Vision model loading
Why this matters
Vision-capable LLaMA models (like LLaVA) let you build multimodal applications that understand images and text together: critical for document analysis, visual Q&A, and accessibility features in production systems.
Explanation
What it is: Vision-enabled LLaMA models (typically LLaVA variants built on LLaMA backbone) combine a vision encoder with a language model to process both images and text in a single forward pass. How it works mechanically: When you load a vision model via transformers, the framework automatically detects that the model has an image processor component. You pass both pixel tensors (from `image_processor`) and token IDs (from `tokenizer`) to the model's `generate()` method.

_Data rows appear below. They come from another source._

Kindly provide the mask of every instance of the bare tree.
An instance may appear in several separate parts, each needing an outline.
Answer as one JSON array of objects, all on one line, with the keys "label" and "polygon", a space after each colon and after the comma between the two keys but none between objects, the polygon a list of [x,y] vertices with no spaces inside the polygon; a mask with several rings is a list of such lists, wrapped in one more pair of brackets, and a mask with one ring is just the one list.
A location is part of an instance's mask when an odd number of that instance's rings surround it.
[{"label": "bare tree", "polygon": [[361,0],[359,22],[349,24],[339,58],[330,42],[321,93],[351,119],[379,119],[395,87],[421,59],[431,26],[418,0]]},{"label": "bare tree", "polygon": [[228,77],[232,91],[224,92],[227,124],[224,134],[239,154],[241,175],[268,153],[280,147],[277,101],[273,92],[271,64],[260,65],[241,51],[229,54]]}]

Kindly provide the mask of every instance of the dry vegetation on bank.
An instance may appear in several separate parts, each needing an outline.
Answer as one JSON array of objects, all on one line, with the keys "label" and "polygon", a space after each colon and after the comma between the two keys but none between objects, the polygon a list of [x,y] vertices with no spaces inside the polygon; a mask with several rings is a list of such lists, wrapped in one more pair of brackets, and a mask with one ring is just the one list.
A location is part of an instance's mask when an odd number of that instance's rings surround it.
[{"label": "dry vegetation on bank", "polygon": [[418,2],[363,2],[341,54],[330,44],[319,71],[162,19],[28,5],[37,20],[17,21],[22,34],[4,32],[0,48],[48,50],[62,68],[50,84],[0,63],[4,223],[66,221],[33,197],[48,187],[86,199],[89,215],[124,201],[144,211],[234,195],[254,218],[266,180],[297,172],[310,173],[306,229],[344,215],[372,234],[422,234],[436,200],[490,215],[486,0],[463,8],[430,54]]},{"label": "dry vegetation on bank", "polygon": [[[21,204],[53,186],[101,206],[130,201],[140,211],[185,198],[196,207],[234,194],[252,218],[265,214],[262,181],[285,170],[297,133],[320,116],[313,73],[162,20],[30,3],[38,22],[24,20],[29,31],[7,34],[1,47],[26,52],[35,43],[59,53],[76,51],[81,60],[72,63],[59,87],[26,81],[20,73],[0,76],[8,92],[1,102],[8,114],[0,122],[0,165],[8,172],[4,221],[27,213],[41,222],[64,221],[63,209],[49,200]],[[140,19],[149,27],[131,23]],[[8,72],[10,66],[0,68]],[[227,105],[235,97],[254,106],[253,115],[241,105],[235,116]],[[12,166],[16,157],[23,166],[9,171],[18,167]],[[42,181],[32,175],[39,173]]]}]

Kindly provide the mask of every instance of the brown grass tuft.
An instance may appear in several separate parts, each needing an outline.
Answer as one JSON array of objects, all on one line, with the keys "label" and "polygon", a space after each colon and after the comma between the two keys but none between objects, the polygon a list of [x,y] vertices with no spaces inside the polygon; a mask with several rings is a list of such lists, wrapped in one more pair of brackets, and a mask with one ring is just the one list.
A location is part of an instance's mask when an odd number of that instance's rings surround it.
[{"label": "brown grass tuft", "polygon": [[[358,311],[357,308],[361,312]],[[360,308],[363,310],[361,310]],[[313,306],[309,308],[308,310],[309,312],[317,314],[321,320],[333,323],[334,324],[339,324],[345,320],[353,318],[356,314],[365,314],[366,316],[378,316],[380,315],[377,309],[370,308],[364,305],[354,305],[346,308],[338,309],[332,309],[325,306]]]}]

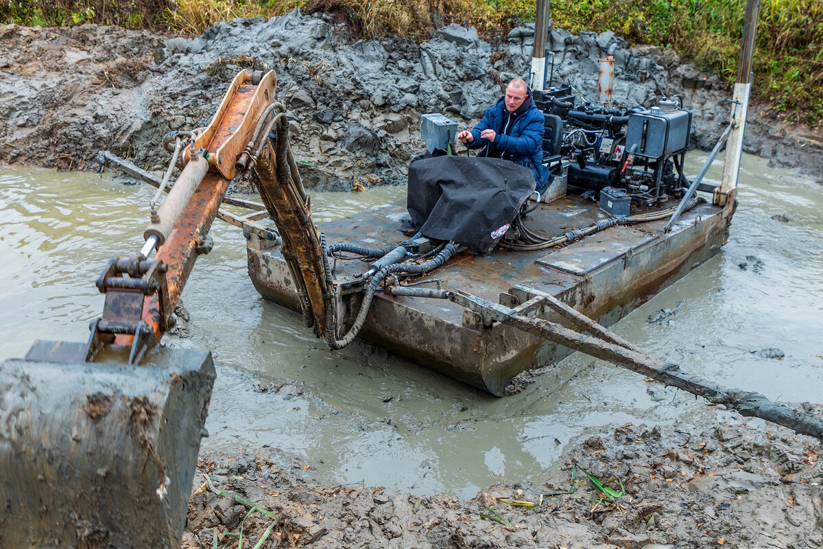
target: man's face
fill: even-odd
[[[506,110],[514,113],[526,100],[526,91],[509,86],[506,87],[506,97],[504,100],[506,104]]]

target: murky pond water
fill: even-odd
[[[702,158],[690,155],[690,173]],[[86,341],[103,305],[94,281],[111,257],[140,248],[153,192],[108,174],[0,170],[0,360],[35,338]],[[312,204],[322,222],[404,195],[319,193]],[[746,156],[739,199],[721,254],[615,329],[721,384],[821,402],[823,188]],[[212,235],[214,251],[183,295],[192,337],[169,339],[208,346],[217,363],[207,447],[267,444],[306,478],[471,497],[494,475],[539,478],[586,429],[671,421],[703,406],[581,355],[495,398],[360,342],[332,354],[254,291],[239,230],[216,221]],[[753,352],[767,347],[785,356]]]

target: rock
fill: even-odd
[[[379,148],[377,135],[358,122],[349,123],[346,126],[341,145],[351,152],[362,152],[374,155]]]
[[[305,88],[298,88],[289,98],[289,105],[292,109],[314,109],[314,100],[312,99],[309,91]],[[331,122],[331,120],[329,120]]]
[[[786,356],[786,354],[777,347],[766,347],[765,349],[760,349],[760,351],[752,351],[751,353],[756,355],[760,358],[780,359]]]
[[[467,29],[456,23],[452,23],[449,26],[438,29],[435,31],[435,35],[453,42],[458,46],[466,46],[480,41],[480,36],[477,35],[477,29],[473,26]]]

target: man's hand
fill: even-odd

The vision encoder extracts image features, projects them into token space, and the LLaMA decoder attends to both image tokens and text tokens. When to use it: Use this when you need to analyze specific image content (charts, photos, screenshots) and ask questions about them in natural language. Ollama simplifies this for edge deployment; transformers gives you fine-grained control over processing.
Analogy
Think of vision loading like adding a second input stream to a telephone call: the language model was built to handle voice (tokens), but now you're also sending video (images). The model needs to decode video into something the language center understands before generating a response.
Code
import torch
from transformers import AutoProcessor, AutoModelForCausalLM
from PIL import Image
import requests
device = 'cuda' if torch.cuda.is_available() else 'cpu'
model_id = 'llava-hf/llava-1.5-7b-hf'
processor = AutoProcessor.from_pretrained(model_id)
model = AutoModelForCausalLM.from_pretrained(
model_id,
torch_dtype=torch.float16 if device == 'cuda' else torch.float32,
device_map='auto' if device == 'cuda' else None
)
if device == 'cpu':
model = model.to(device)
url = 'https://www.ilankelman.org/stopsigns/australia.jpg'
image = Image.open(requests.get(url, stream=True).raw).convert('RGB')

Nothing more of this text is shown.